4. J.-X. Liang , J. Lin , X.-F. Yang , A.-Q. Wang , B.-T Qiao , J.-Y. Liu , T. Zhang, J. Li, ”Theoretical and Experimental Investigations on Single-Atom Catalysis: Ir1/FeOx for CO Oxidation”, J. Phys. Chem. C, 2014, 118(38), 21945-21951.
5. X. Wei, X.-F. Yang, A.-Q Wang, L. Li, X.-Y. Liu, T. Zhang, C.-Y. Mou, J. Li, "Bimetallic Au−Pd Alloy Catalysts for N2O Decomposition: Effects of Surface Structures on Catalytic Activity", J. Phys. Chem.
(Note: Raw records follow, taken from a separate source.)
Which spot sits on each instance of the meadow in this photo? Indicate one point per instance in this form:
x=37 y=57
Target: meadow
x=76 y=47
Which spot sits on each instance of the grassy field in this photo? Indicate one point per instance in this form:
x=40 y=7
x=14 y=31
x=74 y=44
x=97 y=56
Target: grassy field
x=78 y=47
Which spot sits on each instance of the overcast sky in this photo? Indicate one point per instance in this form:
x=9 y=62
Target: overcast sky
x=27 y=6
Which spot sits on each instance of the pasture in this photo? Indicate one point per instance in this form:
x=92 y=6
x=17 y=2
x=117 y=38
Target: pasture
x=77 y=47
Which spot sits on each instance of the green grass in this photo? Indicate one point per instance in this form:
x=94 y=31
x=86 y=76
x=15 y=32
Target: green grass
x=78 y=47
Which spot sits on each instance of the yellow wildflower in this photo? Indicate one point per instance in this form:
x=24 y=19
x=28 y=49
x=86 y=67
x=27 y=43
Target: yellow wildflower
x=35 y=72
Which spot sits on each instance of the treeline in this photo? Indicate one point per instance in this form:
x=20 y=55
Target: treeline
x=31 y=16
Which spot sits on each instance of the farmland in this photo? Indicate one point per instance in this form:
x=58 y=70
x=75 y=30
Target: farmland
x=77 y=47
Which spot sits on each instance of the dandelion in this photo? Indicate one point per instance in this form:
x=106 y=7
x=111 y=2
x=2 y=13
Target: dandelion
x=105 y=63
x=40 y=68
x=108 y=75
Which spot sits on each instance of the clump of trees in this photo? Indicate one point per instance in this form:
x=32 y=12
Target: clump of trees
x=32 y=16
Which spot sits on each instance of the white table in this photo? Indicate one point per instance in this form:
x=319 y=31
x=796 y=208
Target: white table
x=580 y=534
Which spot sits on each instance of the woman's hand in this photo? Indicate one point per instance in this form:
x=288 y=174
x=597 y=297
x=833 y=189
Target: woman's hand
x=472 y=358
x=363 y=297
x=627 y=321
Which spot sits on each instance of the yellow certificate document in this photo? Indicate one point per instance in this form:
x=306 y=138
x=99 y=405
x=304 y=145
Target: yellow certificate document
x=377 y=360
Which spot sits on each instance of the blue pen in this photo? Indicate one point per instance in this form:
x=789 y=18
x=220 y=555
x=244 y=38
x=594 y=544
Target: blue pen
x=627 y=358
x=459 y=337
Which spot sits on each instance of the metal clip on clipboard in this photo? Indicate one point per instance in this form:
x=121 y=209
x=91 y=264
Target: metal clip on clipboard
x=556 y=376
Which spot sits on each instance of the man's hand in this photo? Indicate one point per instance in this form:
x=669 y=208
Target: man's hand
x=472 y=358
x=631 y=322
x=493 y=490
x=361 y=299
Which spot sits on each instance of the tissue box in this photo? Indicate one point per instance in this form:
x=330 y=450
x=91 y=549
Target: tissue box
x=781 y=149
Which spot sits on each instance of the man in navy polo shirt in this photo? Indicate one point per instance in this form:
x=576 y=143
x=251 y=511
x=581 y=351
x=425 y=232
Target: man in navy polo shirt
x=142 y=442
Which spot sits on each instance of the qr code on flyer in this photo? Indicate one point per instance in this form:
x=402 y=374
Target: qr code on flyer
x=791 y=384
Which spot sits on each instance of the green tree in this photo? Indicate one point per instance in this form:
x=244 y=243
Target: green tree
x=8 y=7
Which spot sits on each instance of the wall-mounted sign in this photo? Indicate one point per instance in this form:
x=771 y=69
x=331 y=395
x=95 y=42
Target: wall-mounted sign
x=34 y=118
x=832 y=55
C, 2012, 116(10), 6222−6232.
6. B.-T. Qiao, J.-X. Liang, A.-Q. Wang, C.-Q. Xu, J. Li, T. Zhang, J.-Y. Liu, "Ultrastable Single-Atom Gold Catalysts with Strong Covalent Metal-Support Interaction (CMSI)", Nano Res., 2015, doi: 10.1007/s12274-015-0796-9
7. S.-R. Zhang, L. Nguyen, J.-X. Liang, J.-J. Shan , J.-Y. Liu, A. I. Frenkel, A. Patlolla, W.-X. Huang, J. Li, F. Tao, "Catalysis on Singly Dispersed Bimetallic Sites", Nature Commun., 2015, 6, 7938.
8. Y.-G. Wang, D.-H. Mei, V.-A. Glezakon, J. Li, R. Rousseau, "Dynamic Formation of Single-Atom Catalytic Active Sites on Ceria-Supported Gold Nanoparticles", Nature Commun., 2015, 6, 6511.